Let no one mistake it: This was one of the blackest days in the 104-year history of the Tour de France.

Assim começa o artigo do IHT sobre o dia de hoje da volta a França. Um dos dias mais negros. Assim era porque Cristian Moreni, um ciclista da Cofidis, fora apanhado nas malhas do doping (mais um caso a somar a Vinokourov), e a sua equipa, tal como a Astana, havia abandonado o Tour. Para além disso, um grupo de ciclistas franceses e alemães recusou hoje participar na corrida - um claro sinal de descontentamento face à liderança de Rasmussen. Tal como escrevi no último post, não via nada assim desde 1998. Nesse ano, houve uma etapa feita a ritmo de passeio, em forma de desagrado com o que se passava. Mas na altura os ciclistas queixavam-se da perseguição sem limites que a organização do tour praticava contra os ciclistas, como se a acusação de doping pendesse sobre tudo e todos. Descobre-se hoje que, se a organização do tour pecou (bem, quem mais pecou foi a UCI, mas isso é uma história mais comprida), pecou por defeito. Passados nove anos sobre esse ano dramático - o de 1998 - o tour não teve um dos dias mais negros, mas sim o mais negro de toda a sua história.
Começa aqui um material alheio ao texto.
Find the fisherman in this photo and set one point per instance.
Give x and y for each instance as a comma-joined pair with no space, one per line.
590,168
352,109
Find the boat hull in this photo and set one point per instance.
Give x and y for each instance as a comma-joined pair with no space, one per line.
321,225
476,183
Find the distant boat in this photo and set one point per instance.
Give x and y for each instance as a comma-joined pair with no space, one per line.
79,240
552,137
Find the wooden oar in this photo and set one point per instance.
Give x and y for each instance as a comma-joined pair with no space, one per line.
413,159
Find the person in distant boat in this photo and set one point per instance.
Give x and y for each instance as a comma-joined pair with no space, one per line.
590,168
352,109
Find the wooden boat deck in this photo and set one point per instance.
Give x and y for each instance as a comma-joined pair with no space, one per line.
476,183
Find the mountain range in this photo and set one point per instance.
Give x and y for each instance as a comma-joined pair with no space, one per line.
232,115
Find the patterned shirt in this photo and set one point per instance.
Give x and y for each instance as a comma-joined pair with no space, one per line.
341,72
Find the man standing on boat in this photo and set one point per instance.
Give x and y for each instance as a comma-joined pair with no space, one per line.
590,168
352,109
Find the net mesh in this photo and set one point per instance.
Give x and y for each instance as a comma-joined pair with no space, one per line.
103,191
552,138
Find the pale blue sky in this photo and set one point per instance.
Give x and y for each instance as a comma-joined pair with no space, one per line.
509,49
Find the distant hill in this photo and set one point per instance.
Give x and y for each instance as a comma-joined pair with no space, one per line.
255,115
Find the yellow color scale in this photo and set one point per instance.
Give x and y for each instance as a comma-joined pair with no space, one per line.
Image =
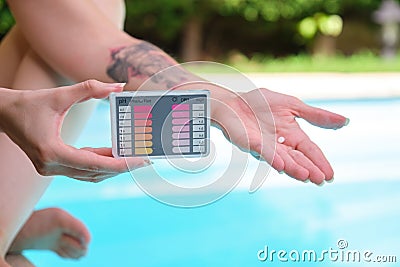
143,144
143,151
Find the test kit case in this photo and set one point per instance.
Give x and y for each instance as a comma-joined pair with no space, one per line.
160,124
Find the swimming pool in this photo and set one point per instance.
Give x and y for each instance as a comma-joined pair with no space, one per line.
360,207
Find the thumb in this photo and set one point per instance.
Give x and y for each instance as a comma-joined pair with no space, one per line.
321,118
86,90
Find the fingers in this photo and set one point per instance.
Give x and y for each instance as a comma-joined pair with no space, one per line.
319,117
91,164
317,157
86,90
84,159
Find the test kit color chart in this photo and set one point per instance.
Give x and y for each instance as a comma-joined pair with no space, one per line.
157,124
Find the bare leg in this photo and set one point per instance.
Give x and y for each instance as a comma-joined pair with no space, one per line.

Quando Samuel Abt, o repórter do Herald Tribune, escreveu o artigo, ainda não sabia que Michael Rasmussen, o camisola amarela e vencedor da etapa de hoje, iria a ser posto fora da corrida pela sua equipa - a Rabbobank. Parece que a alegada estadia no México como desculpa para a ausência dos dois controlos anti-doping a que fora convocado era mentira - o ciclista encontrava-se em Itália.

Para um desporto que vive da publicidade - são empresas que dão o nome à maior parte das equipas de ciclismo - estes escandalos só diminuirão a atractitividade do desporto. Gostava que o que sucede agora fosse um epílogo para o que veio à tona da água em 1998. Mas temo que tempos negros se avizinham para o ciclismo. Onde o doping não é a excepção, mas sim a regra.